Twain saves his most depressed commentary on empire for the journey through the Holy Land, which he constantly sees as a tomb, depopulated and abandoned. (Now I know that some ink has been spilled over these descriptions in respect to the Arab-Israeli conflict. The suggestion has been made, I forgot by whom, that Palestinians are an invented people. That Twain saw so few of them in the 1867 suggests that they were not true occupiers of the region. According to my reading, the region was sparsely populated by a diverse group of people,—“particularly uncomely Jews, Arabs, and negroes”— but I will let the experts go at it). The vision of an impoverished and devastated “Holy Land” is clearest in his descriptions of Magdala, full of “vermin-tortured vagabonds,” beggars, and the crippled. It seems Jesus checked out before he completed his task. These places where which were more “wild” in the sense of being untamed by profit motif are easily seen by tourists as backward and dangerous.

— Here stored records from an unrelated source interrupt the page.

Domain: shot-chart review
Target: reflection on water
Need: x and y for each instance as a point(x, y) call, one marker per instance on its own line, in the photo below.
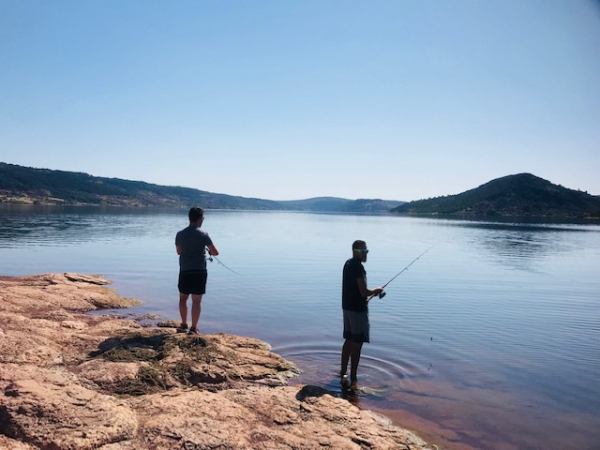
point(490, 340)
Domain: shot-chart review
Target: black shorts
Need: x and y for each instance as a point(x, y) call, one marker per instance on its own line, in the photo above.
point(192, 282)
point(356, 326)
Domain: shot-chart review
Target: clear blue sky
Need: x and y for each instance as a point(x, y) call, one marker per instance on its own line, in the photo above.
point(402, 99)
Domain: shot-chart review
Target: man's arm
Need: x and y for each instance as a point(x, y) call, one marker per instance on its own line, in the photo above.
point(212, 250)
point(364, 290)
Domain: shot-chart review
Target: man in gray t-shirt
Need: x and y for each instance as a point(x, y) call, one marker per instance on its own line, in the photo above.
point(191, 244)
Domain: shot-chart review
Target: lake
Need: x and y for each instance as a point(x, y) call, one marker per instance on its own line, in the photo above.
point(489, 341)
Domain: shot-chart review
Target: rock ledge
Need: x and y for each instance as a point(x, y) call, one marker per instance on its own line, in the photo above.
point(70, 380)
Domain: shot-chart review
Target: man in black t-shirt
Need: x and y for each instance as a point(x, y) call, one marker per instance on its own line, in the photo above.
point(191, 244)
point(355, 294)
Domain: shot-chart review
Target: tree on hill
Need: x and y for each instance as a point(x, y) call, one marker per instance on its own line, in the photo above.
point(514, 195)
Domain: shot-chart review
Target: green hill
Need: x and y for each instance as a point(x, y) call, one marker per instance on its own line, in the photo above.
point(20, 184)
point(335, 204)
point(521, 195)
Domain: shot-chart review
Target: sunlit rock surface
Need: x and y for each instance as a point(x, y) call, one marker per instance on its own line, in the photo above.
point(70, 380)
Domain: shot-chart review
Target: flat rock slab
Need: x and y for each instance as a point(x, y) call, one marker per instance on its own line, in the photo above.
point(70, 380)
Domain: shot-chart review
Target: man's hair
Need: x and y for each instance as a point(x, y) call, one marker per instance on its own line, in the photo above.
point(196, 213)
point(358, 244)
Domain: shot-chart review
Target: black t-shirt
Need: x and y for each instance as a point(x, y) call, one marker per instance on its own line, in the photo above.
point(192, 242)
point(351, 298)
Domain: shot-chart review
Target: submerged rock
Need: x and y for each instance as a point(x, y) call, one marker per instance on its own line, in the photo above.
point(70, 380)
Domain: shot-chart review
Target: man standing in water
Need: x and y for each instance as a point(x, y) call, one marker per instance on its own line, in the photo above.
point(191, 244)
point(356, 311)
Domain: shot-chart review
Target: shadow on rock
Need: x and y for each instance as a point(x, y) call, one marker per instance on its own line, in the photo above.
point(313, 391)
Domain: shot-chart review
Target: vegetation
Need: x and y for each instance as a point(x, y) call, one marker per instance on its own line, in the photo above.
point(20, 184)
point(521, 195)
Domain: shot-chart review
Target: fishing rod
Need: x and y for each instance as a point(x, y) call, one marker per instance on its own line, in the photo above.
point(211, 257)
point(399, 273)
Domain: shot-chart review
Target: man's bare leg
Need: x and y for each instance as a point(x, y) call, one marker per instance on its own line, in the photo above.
point(196, 309)
point(354, 359)
point(183, 307)
point(346, 350)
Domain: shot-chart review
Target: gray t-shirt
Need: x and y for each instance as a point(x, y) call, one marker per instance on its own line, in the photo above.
point(192, 244)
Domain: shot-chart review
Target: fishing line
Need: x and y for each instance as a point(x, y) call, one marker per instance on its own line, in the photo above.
point(399, 273)
point(211, 257)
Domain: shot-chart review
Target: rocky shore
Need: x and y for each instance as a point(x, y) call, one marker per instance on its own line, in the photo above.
point(73, 380)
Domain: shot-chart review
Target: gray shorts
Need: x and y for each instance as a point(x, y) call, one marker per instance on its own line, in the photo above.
point(356, 326)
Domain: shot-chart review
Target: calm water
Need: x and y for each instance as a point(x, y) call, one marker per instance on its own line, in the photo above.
point(490, 341)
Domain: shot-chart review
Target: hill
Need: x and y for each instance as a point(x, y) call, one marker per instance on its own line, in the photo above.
point(521, 195)
point(20, 184)
point(44, 186)
point(335, 204)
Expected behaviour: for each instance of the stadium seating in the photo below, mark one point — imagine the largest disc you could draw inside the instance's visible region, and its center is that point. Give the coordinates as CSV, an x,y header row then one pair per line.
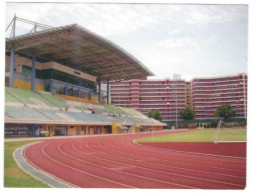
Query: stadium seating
x,y
25,113
55,109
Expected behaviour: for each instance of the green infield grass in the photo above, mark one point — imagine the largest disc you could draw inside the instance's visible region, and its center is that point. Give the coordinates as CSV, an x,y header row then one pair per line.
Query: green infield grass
x,y
13,175
205,135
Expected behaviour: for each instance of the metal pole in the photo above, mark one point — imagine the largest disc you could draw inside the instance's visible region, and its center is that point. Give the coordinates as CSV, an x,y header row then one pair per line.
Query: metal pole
x,y
176,104
33,73
108,91
99,89
11,76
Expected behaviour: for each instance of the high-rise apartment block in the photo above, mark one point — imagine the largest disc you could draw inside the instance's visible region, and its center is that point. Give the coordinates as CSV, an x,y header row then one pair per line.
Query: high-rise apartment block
x,y
169,96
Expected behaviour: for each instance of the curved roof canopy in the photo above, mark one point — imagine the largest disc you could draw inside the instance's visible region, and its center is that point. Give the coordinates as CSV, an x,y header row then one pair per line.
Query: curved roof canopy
x,y
80,49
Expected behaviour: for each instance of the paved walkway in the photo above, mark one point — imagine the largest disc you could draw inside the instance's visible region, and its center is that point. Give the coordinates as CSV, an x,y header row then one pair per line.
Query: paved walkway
x,y
36,173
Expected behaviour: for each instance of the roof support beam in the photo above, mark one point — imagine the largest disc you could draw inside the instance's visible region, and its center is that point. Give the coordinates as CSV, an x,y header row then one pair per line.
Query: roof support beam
x,y
99,89
33,73
11,77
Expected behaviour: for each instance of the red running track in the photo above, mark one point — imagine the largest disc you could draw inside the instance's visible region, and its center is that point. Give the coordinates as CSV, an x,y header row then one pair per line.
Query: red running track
x,y
114,161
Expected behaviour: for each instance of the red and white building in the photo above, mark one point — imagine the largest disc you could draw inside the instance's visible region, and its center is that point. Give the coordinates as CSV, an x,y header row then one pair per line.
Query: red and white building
x,y
209,93
167,96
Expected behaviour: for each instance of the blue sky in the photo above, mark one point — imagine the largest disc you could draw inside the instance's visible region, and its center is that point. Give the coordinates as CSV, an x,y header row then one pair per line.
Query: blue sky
x,y
191,40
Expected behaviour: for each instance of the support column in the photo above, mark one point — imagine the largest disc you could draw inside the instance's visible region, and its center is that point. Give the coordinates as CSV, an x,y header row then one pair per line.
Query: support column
x,y
99,89
50,86
33,74
66,89
79,92
11,76
108,92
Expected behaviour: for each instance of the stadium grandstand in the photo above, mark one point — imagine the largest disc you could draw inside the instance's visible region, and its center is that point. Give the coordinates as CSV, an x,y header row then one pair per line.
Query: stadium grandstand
x,y
53,78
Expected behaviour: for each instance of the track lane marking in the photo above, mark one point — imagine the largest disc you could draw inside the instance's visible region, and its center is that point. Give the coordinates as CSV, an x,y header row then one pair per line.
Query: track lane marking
x,y
147,178
183,163
163,172
84,172
228,175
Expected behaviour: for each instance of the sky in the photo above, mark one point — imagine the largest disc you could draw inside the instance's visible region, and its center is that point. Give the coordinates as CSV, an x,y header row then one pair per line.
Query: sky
x,y
193,40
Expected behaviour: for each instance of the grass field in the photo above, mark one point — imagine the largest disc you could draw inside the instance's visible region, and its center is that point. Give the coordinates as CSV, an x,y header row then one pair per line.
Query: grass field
x,y
13,175
205,135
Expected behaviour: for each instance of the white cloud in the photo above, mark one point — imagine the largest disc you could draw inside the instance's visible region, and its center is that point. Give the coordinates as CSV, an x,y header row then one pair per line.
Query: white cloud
x,y
186,44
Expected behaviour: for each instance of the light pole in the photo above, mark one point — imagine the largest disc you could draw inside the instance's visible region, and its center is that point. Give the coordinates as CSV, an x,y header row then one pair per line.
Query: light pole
x,y
176,104
176,114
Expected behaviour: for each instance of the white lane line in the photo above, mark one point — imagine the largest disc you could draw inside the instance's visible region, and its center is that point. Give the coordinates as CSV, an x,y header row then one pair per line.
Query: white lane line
x,y
175,174
186,152
199,171
146,178
73,168
180,151
47,174
182,163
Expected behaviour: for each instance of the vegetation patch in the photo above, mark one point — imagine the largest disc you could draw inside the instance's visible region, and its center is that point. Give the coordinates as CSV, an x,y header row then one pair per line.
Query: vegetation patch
x,y
207,135
13,175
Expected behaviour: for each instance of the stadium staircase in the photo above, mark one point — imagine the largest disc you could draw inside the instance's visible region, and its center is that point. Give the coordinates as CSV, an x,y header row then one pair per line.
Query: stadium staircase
x,y
23,105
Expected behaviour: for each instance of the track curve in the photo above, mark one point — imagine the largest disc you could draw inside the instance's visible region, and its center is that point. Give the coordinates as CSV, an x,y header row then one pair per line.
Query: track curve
x,y
114,161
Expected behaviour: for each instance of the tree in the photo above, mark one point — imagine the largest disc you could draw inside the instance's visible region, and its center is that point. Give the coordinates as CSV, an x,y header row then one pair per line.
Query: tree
x,y
155,114
187,114
224,111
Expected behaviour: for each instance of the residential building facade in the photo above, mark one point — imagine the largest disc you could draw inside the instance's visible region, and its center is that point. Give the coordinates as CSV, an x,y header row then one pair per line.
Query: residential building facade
x,y
169,96
209,93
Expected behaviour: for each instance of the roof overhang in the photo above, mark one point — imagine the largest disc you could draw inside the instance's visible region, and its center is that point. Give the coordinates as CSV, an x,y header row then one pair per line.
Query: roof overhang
x,y
80,49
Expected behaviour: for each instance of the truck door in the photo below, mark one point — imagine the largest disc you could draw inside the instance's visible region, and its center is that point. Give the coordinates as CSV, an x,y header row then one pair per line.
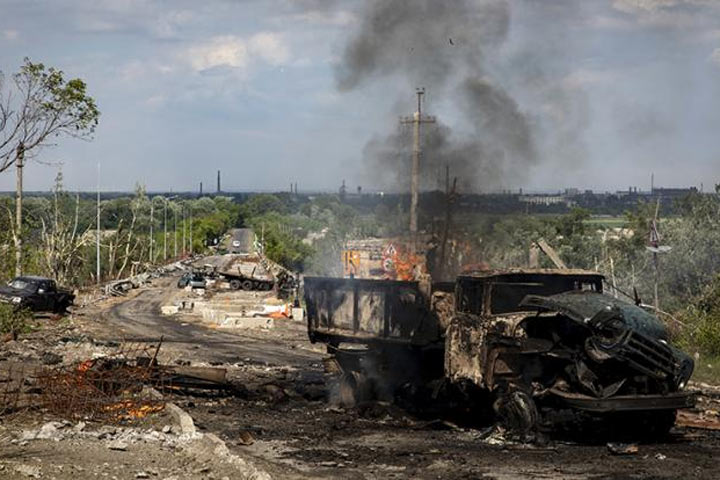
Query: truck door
x,y
45,296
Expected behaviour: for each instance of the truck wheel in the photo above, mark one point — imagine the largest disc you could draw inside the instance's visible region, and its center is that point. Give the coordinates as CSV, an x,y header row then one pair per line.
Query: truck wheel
x,y
517,411
353,389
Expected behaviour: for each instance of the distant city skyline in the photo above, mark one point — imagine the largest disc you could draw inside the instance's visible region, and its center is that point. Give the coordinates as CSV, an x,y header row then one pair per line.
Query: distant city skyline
x,y
609,91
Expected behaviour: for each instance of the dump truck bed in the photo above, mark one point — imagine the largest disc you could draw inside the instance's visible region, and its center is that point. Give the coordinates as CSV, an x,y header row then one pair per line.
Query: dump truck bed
x,y
368,311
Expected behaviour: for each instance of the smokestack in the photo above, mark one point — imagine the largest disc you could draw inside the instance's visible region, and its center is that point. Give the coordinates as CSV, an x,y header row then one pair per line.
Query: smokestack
x,y
416,120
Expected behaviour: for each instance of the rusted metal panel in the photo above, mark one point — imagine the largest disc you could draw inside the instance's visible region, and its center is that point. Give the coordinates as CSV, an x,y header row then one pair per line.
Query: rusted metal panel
x,y
369,310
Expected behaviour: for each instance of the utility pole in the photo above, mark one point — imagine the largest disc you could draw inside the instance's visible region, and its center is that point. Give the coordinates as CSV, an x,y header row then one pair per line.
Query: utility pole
x,y
152,221
165,232
175,233
416,120
97,233
449,203
20,156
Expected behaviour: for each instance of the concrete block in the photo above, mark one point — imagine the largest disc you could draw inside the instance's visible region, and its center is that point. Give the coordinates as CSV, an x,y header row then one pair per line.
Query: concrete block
x,y
250,322
169,309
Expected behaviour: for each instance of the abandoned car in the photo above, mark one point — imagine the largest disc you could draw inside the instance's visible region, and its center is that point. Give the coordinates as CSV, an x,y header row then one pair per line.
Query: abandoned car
x,y
527,341
38,294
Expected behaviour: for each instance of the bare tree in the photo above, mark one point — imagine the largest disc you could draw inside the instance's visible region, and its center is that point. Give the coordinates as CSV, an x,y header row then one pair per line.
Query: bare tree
x,y
62,242
38,106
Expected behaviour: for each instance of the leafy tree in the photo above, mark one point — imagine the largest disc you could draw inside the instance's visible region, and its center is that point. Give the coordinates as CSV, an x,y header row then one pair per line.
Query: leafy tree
x,y
41,105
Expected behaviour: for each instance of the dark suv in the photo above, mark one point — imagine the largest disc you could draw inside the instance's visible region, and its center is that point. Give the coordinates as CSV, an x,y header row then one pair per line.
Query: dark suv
x,y
38,294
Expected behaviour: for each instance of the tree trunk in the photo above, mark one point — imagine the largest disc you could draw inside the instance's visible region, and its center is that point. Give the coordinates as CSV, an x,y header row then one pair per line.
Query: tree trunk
x,y
18,210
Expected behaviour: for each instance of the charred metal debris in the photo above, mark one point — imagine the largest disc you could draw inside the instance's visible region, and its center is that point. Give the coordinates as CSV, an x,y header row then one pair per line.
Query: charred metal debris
x,y
514,343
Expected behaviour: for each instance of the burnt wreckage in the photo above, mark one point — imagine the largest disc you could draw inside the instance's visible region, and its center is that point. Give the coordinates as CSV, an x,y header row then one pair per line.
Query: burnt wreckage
x,y
525,341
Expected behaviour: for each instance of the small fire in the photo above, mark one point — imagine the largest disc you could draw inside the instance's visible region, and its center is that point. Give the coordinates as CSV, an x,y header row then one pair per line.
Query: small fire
x,y
85,366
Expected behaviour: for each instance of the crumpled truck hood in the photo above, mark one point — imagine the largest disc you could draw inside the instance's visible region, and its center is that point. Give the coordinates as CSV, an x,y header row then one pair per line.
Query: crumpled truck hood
x,y
583,306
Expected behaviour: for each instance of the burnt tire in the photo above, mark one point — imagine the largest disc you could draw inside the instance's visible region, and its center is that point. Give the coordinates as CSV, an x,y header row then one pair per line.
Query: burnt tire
x,y
517,411
353,389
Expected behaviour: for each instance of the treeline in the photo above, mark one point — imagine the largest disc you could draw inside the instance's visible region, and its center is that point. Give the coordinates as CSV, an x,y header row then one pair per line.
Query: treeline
x,y
308,235
60,233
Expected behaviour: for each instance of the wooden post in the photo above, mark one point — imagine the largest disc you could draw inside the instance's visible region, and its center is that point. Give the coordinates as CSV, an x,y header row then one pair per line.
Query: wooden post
x,y
20,157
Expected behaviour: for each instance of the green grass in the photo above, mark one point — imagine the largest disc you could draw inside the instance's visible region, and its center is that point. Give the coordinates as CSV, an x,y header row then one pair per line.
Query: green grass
x,y
607,222
707,370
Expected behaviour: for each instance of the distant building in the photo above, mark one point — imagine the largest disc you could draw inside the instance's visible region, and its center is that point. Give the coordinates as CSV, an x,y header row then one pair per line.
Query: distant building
x,y
674,192
547,200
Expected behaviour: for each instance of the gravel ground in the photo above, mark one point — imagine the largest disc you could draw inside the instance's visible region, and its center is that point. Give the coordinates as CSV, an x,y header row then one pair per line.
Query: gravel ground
x,y
279,420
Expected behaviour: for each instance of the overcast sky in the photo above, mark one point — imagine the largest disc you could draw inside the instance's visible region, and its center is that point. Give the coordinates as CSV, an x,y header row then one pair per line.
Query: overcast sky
x,y
611,90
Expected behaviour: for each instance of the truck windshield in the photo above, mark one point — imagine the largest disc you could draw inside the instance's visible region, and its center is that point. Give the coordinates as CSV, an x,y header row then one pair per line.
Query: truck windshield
x,y
506,295
20,284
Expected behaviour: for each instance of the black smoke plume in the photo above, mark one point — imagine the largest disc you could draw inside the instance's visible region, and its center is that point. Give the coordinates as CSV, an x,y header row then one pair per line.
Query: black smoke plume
x,y
443,46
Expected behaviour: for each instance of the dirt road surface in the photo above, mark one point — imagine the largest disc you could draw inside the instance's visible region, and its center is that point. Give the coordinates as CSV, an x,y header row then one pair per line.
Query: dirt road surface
x,y
280,421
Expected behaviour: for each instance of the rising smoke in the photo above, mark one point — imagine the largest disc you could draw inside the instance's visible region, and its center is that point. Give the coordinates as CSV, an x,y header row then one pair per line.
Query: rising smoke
x,y
442,45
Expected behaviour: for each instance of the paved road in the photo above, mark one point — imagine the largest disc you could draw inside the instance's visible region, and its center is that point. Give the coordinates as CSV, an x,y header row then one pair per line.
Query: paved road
x,y
139,319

I found the most powerful moments in this book to be Twain’s often sad commentary on the fate of empires and the relationship of a forward thinking people without history to the past. I am reminded suddenly of the Chinese tourist who defaced an Egyptian artifact. Such a crime is only possible from someone who has lost all connection to their own past and is thus unable to respect the past of the others. But how is it better to fetishize the past? In any case, the defacement of the Egyptian tombs started when they were opened up to tourists, not when the Chinese youth took out his carving knife.